Elle s'adressa ensuite au tas de couverture où se cachaient nos deux réfugiées :

— Donc soit vous venez maintenant avec nous, et vous pourrez manger quelque chose de chaud dès ce soir et bien dormir cette nuit, soit vous restez là et tant pis pour vous.

Par les sept enfers, cette fille était insupportable... mais je devais reconnaître qu'elle n'avait pas tort. Plus vite nous serions rentrées et mieux ça vaudrait pour tout le monde !

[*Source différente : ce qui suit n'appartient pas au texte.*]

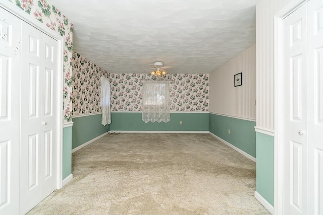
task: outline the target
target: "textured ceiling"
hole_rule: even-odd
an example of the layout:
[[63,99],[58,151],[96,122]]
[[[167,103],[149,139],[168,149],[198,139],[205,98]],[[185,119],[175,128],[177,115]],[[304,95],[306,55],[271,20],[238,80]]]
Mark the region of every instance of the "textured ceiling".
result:
[[48,0],[74,24],[73,50],[112,73],[209,73],[255,43],[259,0]]

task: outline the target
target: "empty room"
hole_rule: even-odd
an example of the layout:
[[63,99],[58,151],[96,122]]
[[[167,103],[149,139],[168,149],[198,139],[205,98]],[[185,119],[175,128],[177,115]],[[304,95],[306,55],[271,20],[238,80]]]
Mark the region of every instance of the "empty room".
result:
[[0,214],[323,213],[321,1],[0,12]]

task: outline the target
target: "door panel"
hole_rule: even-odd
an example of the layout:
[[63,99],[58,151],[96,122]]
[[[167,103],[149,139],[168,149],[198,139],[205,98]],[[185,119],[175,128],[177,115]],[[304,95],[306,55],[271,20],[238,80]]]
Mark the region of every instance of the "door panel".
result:
[[323,214],[323,2],[307,4],[308,214]]
[[306,5],[284,20],[286,214],[307,210],[306,22]]
[[[20,197],[26,213],[57,187],[57,41],[23,22]],[[24,70],[29,68],[29,70]],[[27,144],[29,138],[29,144]],[[27,162],[28,161],[28,162]],[[28,170],[28,171],[27,171]],[[24,178],[29,178],[27,183]]]
[[29,88],[28,107],[29,110],[29,118],[37,118],[39,116],[39,65],[29,64]]
[[20,26],[0,8],[0,214],[19,208]]
[[28,136],[28,191],[30,191],[38,184],[38,134]]

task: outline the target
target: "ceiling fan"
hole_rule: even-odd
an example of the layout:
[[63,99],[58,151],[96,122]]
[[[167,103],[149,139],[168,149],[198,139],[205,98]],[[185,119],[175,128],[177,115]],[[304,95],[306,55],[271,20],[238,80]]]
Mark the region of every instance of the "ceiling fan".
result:
[[165,68],[170,68],[175,66],[164,66],[164,62],[161,61],[155,61],[153,64],[150,64],[150,65],[153,65],[153,68],[148,68],[145,70],[153,69],[153,71],[150,72],[151,76],[154,76],[155,75],[157,76],[165,76],[167,74],[167,72],[164,70]]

La femme dû penser comme moi car elle se leva, sa fille dans les bras, et laissa retomber la couverture sur le lit, prête à nous suivre. Elle était beaucoup plus jeune que ce que je pensais. Je lui donnais la vingtaine, vingt-trois ans tout au plus, et entre trois et quatre ans pour sa fille. Ses cheveux roux et coupés à la garçonne étaient très différents de ceux de sa fille, bruns, mais leurs yeux bleus glaciers étaient magnifiques et me firent immédiatement penser à ma meilleure amie, qui avait elle aussi les yeux bleus, bien que plus foncés, et des cheveux roux, comme la femme. Lily... elle avait été encore plus stressée que moi pour cette première mission, alors que ce n'était pas elle qui devait aller crapahuter à Longaville.

— Comment est-ce que tu t'appelles ? lui demandai-je quand elle s'avança à ma hauteur.

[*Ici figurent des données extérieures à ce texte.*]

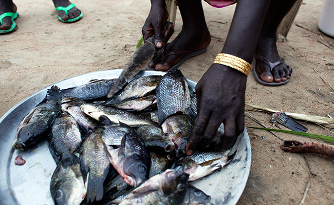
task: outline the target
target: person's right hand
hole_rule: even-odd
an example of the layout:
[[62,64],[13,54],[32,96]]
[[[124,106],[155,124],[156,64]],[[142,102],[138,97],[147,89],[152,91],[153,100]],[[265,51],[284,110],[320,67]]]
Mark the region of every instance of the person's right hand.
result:
[[164,31],[163,30],[168,17],[168,11],[164,1],[152,2],[150,14],[142,29],[144,42],[154,35],[154,43],[157,48],[161,48],[167,43],[174,32],[172,24],[167,25]]

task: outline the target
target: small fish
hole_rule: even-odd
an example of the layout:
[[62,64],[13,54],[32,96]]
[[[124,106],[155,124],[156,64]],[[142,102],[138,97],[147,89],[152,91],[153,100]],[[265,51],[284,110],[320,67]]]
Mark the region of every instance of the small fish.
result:
[[130,126],[137,127],[145,125],[157,125],[156,122],[117,108],[92,104],[83,105],[81,110],[88,116],[102,121],[103,123],[119,124],[122,122]]
[[[136,187],[149,177],[150,155],[145,142],[133,128],[121,125],[126,130],[120,130],[119,126],[114,125],[105,127],[102,132],[102,139],[114,168],[126,183]],[[120,137],[120,145],[115,145],[118,144]]]
[[112,105],[143,97],[155,90],[161,77],[161,75],[148,75],[136,78],[130,81],[119,93],[105,104]]
[[116,79],[94,80],[86,84],[62,90],[52,86],[48,90],[47,99],[57,100],[70,97],[87,100],[104,97],[116,81]]
[[143,126],[136,131],[145,141],[147,148],[159,153],[170,153],[175,149],[172,139],[160,128],[153,126]]
[[88,173],[87,201],[98,201],[103,196],[103,182],[110,166],[108,156],[99,128],[91,133],[83,142],[80,165]]
[[180,167],[168,169],[132,191],[119,205],[180,204],[188,177]]
[[61,161],[57,165],[50,184],[50,192],[55,204],[79,205],[85,198],[87,190],[79,161],[78,158],[76,163],[64,166]]
[[212,174],[230,163],[235,155],[230,150],[214,151],[195,151],[192,155],[180,158],[177,166],[182,166],[185,173],[189,174],[189,181],[194,181]]
[[24,150],[46,134],[60,112],[58,101],[48,100],[36,106],[26,115],[17,128],[13,143],[15,150]]
[[49,148],[57,163],[62,159],[71,158],[81,145],[79,125],[73,117],[62,113],[54,120],[51,129]]
[[80,99],[65,97],[62,98],[61,108],[63,112],[68,113],[73,116],[81,127],[88,133],[99,126],[100,123],[95,119],[88,116],[81,110],[80,106],[86,104],[85,101]]
[[187,146],[194,127],[194,120],[189,115],[173,115],[166,119],[161,127],[175,145],[176,157],[185,155]]
[[109,89],[107,97],[114,96],[141,70],[145,70],[145,65],[152,59],[155,51],[153,36],[138,48],[124,66],[123,71],[115,84]]
[[185,114],[190,108],[190,86],[178,68],[171,70],[162,77],[156,93],[160,125],[170,116]]
[[307,128],[295,121],[283,112],[279,112],[273,114],[271,121],[274,122],[275,125],[280,129],[281,128],[280,128],[277,122],[294,131],[305,132],[307,131]]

— Eliza, et elle c'est Zoé.

Elle n'était pas rassurée, ça se voyait. Elle transpirait la peur par tous les pores de sa peau. Mais, au vu de sa situation plus que précaire et de son avenir encore plus incertain, je ne pouvais que la comprendre. Seule sa fille semblait paisible ; elle était sûrement trop jeune pour comprendre tous les enjeux de ce qui se jouait autour d'elle.

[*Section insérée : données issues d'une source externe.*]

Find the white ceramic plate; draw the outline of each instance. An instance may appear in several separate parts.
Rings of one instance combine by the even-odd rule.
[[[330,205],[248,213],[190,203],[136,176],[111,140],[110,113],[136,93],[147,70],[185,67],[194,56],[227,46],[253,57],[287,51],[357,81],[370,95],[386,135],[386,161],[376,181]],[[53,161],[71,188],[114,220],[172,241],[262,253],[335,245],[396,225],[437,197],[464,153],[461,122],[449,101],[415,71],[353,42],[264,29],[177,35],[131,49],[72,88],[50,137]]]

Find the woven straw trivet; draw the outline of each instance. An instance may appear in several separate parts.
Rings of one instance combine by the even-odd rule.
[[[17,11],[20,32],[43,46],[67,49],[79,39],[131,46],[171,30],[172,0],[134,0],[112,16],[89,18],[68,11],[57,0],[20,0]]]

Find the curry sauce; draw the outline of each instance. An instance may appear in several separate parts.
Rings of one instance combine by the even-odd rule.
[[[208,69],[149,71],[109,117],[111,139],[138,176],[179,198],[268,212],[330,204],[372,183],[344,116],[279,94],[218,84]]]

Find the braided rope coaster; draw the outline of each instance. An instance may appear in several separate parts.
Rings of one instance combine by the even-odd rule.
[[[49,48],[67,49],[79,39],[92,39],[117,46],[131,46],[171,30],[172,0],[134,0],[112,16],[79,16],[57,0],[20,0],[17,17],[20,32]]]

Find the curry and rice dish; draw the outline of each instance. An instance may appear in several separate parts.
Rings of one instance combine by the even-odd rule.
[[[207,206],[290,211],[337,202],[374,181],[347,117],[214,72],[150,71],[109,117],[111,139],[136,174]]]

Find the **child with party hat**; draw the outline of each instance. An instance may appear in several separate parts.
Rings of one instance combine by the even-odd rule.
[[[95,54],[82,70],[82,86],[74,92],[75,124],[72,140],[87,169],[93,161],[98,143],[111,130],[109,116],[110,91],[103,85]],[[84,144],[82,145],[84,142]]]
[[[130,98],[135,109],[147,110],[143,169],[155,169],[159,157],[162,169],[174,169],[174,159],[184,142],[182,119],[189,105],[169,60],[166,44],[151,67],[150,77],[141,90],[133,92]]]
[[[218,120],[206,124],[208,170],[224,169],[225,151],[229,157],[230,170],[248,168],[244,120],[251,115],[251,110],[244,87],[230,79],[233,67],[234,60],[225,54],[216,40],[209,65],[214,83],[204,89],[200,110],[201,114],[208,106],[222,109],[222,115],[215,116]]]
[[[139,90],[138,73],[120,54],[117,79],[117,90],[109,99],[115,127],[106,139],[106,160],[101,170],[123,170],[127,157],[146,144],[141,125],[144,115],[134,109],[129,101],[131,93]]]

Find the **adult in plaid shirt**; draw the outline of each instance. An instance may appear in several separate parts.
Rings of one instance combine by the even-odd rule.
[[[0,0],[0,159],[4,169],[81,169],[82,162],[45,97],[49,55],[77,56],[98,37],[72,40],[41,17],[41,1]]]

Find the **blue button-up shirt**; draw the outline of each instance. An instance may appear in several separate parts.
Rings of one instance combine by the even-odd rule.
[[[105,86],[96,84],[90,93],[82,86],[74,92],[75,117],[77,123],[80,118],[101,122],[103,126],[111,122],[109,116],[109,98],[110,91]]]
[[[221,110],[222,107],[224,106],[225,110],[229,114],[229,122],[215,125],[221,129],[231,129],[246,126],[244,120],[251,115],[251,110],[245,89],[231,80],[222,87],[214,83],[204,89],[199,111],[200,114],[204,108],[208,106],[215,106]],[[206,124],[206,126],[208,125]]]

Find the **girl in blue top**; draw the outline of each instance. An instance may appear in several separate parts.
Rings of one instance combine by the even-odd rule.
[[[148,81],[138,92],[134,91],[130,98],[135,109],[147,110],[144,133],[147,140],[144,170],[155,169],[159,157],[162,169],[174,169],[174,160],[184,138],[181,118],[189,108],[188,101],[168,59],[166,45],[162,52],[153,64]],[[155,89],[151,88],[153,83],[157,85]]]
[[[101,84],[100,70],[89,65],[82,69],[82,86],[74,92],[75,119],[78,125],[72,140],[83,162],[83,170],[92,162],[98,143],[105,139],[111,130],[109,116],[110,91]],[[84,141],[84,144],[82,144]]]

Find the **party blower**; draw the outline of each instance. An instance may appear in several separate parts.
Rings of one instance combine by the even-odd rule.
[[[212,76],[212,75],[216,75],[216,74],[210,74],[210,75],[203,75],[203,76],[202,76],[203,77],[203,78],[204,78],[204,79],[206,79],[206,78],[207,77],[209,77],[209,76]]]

Anastasia passa en première et je fermai la marche, mettant ainsi nos deux rescapées devant moi. Nous remontâmes jusqu'au rez-de-chaussé où nous retrouvâmes Fred qui faisait le guet devant la fenêtre, toujours au même endroit. En nous voyant émerger de la cage d'escalier, son visage se détendit. Nous avions presque fini, et aucun incident pour le moment.

— Alors ? fis-je doucement en me plaçant à côté de lui, face à la ruelle.

— R.A.S, me répondit-il sur le même ton.

— Tant mieux, lança Anastasia, on aura évité les ennuis.